H3K27me3 seems to play similar roles in the expression of lncRNA and mRNA expression as the highly expressed transcripts of both classes seems to lack this mark at their TSS in contrast to higher occupancy of this repressive mark in the lowly expressed transcripts. This is consistent with a previous report suggesting that lncRNAs that are expressed at lower levels have higher H3K27me3 at their promoters. However, unlike H3K27me3, the repressive mark H3K9me3 does not seem to dictate the repression in lncRNA class as the highly expressed lncRNA also had its presence at their TSS in contrast to protein-coding genes which showed inverse correlation of expression in presence of this repressive mark.
Furthermore, H3K4me3 and H3K27me3 are known to co-occupy certain genomic regions known as bivalent domains, which are associated with the promoters of lineage regulatory genes. We observed that occurrence of these bivalent marks (H3K4me3 and H3K27me3) was maximum in brain germinal matrix tissue: 41% in mRNA genes and 12% in lncRNA genes. Brain germinal matrix tissue is a proliferative centre which is source of neurons and glials cells. In all other datasets analysed, the occupancy was between 1% and 10% for mRNA genes and 0.4–3.2% for lncRNA genes. H1 embryonic stem cells had 8.8% mRNA genes and 3.2% lncRNA genes occupied by bivalent marks. It is well known that lineage-related genes have bivalent marks in pluripotent stem cells. The role of such bivalent marks is generally believed to silence (H3K27me3) developmental lineage-specific genes while on the other hand poise them for subsequent activation via H3K4me3 during differentiation process. However, a recent study by Gobbi
et al. suggests that the relation between the presence of bivalent marks in genes and their subsequent expression during differentiation may be oversimplistic (
59). They found that genes that have bivalent marks in pluripotent and multipotent cells may be expressed at low levels during lineage priming. However, further studies are necessary to understand the implications of these bivalent marks in regulation of lineage-specific genes.

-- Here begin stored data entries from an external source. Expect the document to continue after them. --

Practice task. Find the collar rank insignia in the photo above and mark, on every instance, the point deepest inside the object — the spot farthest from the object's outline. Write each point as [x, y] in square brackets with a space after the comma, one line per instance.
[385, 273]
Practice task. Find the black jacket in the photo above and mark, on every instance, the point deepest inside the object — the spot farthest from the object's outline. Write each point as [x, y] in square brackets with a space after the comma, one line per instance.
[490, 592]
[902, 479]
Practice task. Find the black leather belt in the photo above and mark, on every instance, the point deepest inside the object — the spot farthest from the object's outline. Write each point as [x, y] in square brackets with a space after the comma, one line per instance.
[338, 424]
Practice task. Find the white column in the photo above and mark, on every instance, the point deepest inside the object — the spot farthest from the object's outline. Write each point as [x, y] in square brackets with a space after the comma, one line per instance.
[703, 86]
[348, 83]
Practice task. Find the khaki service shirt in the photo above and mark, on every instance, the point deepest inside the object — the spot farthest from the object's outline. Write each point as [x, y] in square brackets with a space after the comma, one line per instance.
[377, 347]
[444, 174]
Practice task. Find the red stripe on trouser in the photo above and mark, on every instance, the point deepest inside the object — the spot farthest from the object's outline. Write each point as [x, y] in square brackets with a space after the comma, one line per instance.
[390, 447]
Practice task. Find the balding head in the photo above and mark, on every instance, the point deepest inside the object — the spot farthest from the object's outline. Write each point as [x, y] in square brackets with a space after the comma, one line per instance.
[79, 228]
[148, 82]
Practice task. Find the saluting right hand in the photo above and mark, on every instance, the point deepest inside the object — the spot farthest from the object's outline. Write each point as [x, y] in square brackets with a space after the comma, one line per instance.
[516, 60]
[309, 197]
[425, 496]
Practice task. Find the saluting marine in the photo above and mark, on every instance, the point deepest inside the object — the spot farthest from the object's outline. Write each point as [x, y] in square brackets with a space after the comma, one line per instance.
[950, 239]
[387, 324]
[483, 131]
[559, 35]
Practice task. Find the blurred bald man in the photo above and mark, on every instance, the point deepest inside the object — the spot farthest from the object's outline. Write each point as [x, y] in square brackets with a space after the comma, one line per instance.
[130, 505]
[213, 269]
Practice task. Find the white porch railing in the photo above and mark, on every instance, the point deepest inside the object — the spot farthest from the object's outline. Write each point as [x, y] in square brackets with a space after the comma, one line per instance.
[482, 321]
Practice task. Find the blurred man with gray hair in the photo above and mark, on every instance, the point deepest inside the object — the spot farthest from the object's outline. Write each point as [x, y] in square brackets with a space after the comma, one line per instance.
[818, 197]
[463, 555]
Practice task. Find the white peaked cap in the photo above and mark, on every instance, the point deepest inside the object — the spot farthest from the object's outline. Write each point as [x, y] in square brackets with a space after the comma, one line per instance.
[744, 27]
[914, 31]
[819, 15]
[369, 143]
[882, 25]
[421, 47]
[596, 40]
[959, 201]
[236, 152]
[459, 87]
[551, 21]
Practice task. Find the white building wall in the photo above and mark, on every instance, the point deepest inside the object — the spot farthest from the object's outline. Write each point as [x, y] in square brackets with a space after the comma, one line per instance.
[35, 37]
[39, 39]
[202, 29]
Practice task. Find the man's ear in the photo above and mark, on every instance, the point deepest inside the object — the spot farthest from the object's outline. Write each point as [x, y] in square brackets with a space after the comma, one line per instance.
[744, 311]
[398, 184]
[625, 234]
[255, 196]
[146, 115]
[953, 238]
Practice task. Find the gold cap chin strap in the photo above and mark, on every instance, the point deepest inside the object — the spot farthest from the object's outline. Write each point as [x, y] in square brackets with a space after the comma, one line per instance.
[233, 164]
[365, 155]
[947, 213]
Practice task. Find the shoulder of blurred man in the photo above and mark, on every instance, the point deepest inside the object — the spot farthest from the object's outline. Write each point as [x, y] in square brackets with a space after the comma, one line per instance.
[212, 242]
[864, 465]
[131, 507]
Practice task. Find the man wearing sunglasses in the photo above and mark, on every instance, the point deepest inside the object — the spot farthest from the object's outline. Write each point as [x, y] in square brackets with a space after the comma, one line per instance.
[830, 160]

Epigenetic marks like DNA methylation and histone modifications regulate the expression of genetic message and therefore determine cellular and hence organism’s identity. LncRNAs are also involved in the manifestation of cellular identity; however, epigenetic marks governing their expression are not well characterized. We have found that a large proportion of lncRNA genes lack any of the aforesaid epigenetic marks. However, where present, they show a distribution pattern akin to that of protein-coding genes with the exception of DNA methylation. However, the distribution pattern of epigenetic features does not differ significantly for stem cells, differentiated cells and the tissue used, which indicates that the general behaviour of these processes remains unchanged regardless of differentiation and proliferative status.

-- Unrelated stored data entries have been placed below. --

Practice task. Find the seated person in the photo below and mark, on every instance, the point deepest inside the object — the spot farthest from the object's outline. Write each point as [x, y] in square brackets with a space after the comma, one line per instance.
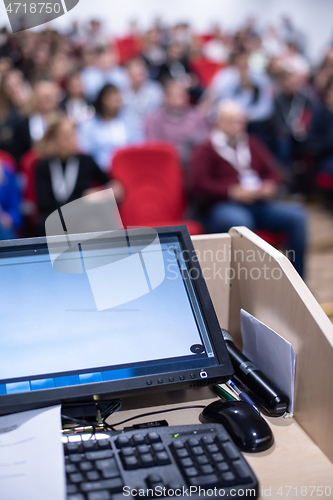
[10, 199]
[103, 69]
[177, 122]
[293, 108]
[63, 174]
[236, 178]
[74, 103]
[320, 138]
[31, 128]
[112, 128]
[252, 90]
[143, 95]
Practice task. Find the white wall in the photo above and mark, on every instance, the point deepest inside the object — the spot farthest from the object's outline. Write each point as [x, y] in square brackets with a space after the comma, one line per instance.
[313, 17]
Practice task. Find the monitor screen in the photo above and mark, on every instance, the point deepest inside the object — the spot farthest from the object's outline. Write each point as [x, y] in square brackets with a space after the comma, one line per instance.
[56, 335]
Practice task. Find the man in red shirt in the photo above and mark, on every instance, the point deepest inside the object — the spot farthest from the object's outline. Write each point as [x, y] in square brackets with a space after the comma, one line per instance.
[236, 179]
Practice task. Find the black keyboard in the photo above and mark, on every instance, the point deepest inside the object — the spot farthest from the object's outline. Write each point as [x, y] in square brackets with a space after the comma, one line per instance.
[162, 462]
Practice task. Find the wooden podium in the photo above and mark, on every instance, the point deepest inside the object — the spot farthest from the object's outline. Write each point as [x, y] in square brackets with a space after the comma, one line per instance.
[243, 271]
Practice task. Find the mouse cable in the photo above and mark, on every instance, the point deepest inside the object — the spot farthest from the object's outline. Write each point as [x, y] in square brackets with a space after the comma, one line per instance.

Thus, our observations show that DNA methylation pattern at immediate vicinity of TSS is remarkably dissimilar for lncRNA and protein-coding genes. Furthermore, the histone marks, H3K4me3 and H3K36me3 and H3K27me3, correlate with the expression of lncRNA in a manner similar to that of mRNA. However, the repressive marks DNA methylation and H3K9me3 histone marks do not seem to be involved in the expression of lncRNAs.